À ce sujet, pour mes interventions, je suis équipée d’outils pédagogiques conformes aux exigences du ministère de l’éducation nationale, de la jeunesse et des sports et il est de plus en plus évident pour moi que ces outils trouvent leurs limites en termes d’inclusivité. Avec l’expérience, je sais que le public des enfants nous impose de devoir faire preuve de souplesse et d’adaptabilité. Je précise que dans mon exemple, le tofu qui est un aliment millénaire, ne revêt un caractère « nouveau » que pour les petits occidentaux habituellement éduqués à l’assiette française. De fait, mes petites incartades sont toujours très bien accueillies de la part des élèves et des enseignants. Jusqu’ici, j’ai toujours été remerciée et encouragée dans cette démarche d’ouverture et d’éducation vers le monde.
4/ Avez-vous une anecdote récente que vous souhaitez partager ?

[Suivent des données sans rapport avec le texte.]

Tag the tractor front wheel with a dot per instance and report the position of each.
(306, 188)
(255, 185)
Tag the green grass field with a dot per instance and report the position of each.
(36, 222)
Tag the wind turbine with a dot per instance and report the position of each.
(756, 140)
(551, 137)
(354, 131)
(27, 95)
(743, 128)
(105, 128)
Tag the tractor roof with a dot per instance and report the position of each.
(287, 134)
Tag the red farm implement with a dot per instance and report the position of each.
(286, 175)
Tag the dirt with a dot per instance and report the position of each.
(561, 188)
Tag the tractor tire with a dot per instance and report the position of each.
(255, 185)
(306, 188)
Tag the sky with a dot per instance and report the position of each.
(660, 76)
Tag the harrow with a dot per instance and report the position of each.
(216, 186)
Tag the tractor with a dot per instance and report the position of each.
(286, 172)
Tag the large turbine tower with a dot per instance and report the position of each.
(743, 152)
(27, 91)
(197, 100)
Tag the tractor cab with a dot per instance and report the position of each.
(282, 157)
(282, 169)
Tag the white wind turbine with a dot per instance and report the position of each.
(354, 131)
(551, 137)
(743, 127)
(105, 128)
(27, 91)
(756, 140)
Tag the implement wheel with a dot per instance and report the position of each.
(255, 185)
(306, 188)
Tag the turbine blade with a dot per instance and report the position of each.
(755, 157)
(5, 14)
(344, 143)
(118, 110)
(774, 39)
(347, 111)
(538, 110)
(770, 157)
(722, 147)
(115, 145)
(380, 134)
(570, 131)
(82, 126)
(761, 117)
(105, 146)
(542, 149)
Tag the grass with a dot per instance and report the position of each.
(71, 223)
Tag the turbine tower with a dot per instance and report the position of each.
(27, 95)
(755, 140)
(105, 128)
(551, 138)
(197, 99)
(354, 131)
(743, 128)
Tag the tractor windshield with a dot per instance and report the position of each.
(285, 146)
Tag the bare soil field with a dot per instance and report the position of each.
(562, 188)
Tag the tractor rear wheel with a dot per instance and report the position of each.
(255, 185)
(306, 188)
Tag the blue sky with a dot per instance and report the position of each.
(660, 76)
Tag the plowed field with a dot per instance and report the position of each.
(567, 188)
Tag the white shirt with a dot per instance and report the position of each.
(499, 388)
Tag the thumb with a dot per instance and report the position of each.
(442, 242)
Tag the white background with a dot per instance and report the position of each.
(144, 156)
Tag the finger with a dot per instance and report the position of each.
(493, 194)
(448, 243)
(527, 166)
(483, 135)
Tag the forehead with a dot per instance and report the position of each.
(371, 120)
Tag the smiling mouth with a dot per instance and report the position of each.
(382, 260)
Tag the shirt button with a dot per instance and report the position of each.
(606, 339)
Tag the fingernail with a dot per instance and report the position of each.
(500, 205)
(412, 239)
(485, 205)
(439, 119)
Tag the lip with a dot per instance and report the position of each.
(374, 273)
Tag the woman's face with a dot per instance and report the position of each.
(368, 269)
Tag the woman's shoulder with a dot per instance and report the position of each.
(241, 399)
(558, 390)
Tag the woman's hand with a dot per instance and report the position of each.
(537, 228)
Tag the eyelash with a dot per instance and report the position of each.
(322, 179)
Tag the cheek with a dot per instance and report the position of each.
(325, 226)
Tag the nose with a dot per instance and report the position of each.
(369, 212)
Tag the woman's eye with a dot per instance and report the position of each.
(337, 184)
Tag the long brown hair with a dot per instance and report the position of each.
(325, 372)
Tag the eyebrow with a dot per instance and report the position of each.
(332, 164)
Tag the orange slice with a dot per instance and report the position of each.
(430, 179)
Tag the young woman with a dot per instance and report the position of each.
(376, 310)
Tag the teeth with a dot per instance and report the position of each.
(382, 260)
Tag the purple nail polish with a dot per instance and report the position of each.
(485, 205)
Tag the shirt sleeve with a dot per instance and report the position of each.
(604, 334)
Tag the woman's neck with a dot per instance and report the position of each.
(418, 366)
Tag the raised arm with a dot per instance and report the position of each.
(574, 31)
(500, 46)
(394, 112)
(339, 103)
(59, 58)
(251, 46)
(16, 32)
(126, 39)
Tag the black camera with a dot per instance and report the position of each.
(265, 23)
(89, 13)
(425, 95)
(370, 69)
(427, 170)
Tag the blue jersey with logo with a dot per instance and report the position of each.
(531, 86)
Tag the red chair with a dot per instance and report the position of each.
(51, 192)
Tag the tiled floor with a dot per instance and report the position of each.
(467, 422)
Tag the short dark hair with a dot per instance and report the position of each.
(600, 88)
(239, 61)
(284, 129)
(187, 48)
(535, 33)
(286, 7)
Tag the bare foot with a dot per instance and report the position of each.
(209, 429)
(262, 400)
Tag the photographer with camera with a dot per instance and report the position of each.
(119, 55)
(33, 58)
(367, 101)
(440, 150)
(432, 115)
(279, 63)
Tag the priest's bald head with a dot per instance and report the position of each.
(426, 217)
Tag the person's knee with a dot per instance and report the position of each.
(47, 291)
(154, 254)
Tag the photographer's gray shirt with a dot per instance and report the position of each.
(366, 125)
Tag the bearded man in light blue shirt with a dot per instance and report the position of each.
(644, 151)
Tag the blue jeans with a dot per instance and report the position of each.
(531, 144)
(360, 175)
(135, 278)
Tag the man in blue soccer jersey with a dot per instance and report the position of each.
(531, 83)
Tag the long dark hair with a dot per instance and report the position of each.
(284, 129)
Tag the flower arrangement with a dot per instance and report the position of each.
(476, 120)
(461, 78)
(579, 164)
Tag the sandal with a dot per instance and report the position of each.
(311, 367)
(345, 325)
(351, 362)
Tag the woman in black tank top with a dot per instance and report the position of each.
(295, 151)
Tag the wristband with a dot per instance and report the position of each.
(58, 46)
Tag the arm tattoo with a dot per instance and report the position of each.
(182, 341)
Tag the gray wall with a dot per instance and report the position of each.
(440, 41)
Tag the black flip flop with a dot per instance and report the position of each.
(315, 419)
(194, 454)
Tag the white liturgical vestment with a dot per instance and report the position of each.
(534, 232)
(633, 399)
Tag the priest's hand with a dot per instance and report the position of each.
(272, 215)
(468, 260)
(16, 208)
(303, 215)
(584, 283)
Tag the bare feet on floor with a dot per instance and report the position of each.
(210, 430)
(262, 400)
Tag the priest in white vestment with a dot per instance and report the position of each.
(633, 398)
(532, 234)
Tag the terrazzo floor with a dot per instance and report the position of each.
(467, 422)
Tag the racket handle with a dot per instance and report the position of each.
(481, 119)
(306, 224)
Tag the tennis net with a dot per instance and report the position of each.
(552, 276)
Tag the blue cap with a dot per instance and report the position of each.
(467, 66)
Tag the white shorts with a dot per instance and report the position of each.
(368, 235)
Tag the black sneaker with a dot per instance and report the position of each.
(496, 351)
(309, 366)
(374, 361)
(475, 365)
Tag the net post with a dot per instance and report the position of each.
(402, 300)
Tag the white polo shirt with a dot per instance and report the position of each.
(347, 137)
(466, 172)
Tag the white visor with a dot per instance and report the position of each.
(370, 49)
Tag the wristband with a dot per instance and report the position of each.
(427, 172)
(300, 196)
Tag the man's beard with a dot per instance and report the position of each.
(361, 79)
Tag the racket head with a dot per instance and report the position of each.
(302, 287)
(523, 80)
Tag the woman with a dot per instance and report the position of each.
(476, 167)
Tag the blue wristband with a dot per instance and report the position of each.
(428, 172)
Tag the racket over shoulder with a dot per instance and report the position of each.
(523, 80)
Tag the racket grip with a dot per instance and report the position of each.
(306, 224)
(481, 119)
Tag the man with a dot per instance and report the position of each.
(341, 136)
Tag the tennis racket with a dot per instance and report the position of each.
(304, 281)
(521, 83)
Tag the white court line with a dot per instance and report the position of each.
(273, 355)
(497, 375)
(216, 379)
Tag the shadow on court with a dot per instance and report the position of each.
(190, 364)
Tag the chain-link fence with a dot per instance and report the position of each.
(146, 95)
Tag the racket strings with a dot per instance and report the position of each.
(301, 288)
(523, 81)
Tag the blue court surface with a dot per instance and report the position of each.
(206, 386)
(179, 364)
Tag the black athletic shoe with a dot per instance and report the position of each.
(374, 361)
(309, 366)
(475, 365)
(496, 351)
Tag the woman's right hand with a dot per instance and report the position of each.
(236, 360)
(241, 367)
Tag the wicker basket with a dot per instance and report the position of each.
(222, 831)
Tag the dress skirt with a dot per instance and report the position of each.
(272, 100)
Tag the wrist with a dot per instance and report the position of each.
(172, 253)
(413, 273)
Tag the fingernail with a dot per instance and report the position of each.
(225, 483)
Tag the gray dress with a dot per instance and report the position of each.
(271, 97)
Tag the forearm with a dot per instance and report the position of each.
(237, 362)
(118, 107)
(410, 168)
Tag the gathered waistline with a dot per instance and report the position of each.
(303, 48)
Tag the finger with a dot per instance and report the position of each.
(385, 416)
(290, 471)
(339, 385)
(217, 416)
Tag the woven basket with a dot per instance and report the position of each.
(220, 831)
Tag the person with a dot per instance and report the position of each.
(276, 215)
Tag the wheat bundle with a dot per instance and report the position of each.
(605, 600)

J’aurais plein d’anecdotes intéressantes mais si je dois m’attarder sur l’une d’elles, je dois dire que celle que j’ai vécu le mois dernier m’a vraiment émue.
Alors que j’intervenais dans une classe de CM1 en zone d’éducation prioritaire à Marseille, j’étais confrontée à un public très hétérogène : des enfants porteurs de handicaps, de religions différentes, certains ne parlaient que très peu français… quand j’évoque la nécessité de faire preuve d’adaptabilité c’est une réalité de terrain. Nous parlions du petit déjeuner et alors que l’un des élèves expliquait qu’il ne mangeait pas de jambon du fait de sa religion, une autre prenait à cœur d’expliquer qu’elle buvait une boisson végétale de petit épeautre et de noisettes. Ceci aurait eu de quoi interroger ses camarades mais ils ont préféré faire preuve de moqueries à son égard. Pour moi, ce n’est pas acceptable dans un sens comme dans l’autre que les préférences personnelles, peu importe les raisons qui les motivent, ne soient pas respectées. Nous avons donc pris un temps pour que chacun explique en quelques mots pourquoi dans un cas il ne mangeait pas de cochon et pourquoi dans l’autre elle ne buvait pas de lait de vache (végétarisme), mais aussi pour expliquer ce qu’était le petit épeautre. Ils ont compris qu’ils avaient des habitudes différentes mais tout aussi respectables et qui se rejoignent quelque part.
La jeune élève est venue me trouver à la fin du cours pour me remercier et me préciser que mon intervention allait l’aider à ce que les autres ne se moquent plus d’elle. Son sourire reste pour moi la meilleure récompense. Je crois que l’on peut rajouter à la liste des enjeux de l’éducation à l’alimentation dans les écoles celui de l’apprentissage de la tolérance. Il faut éveiller en eux le respect et lutter aussi tôt que possible contre les préjugés.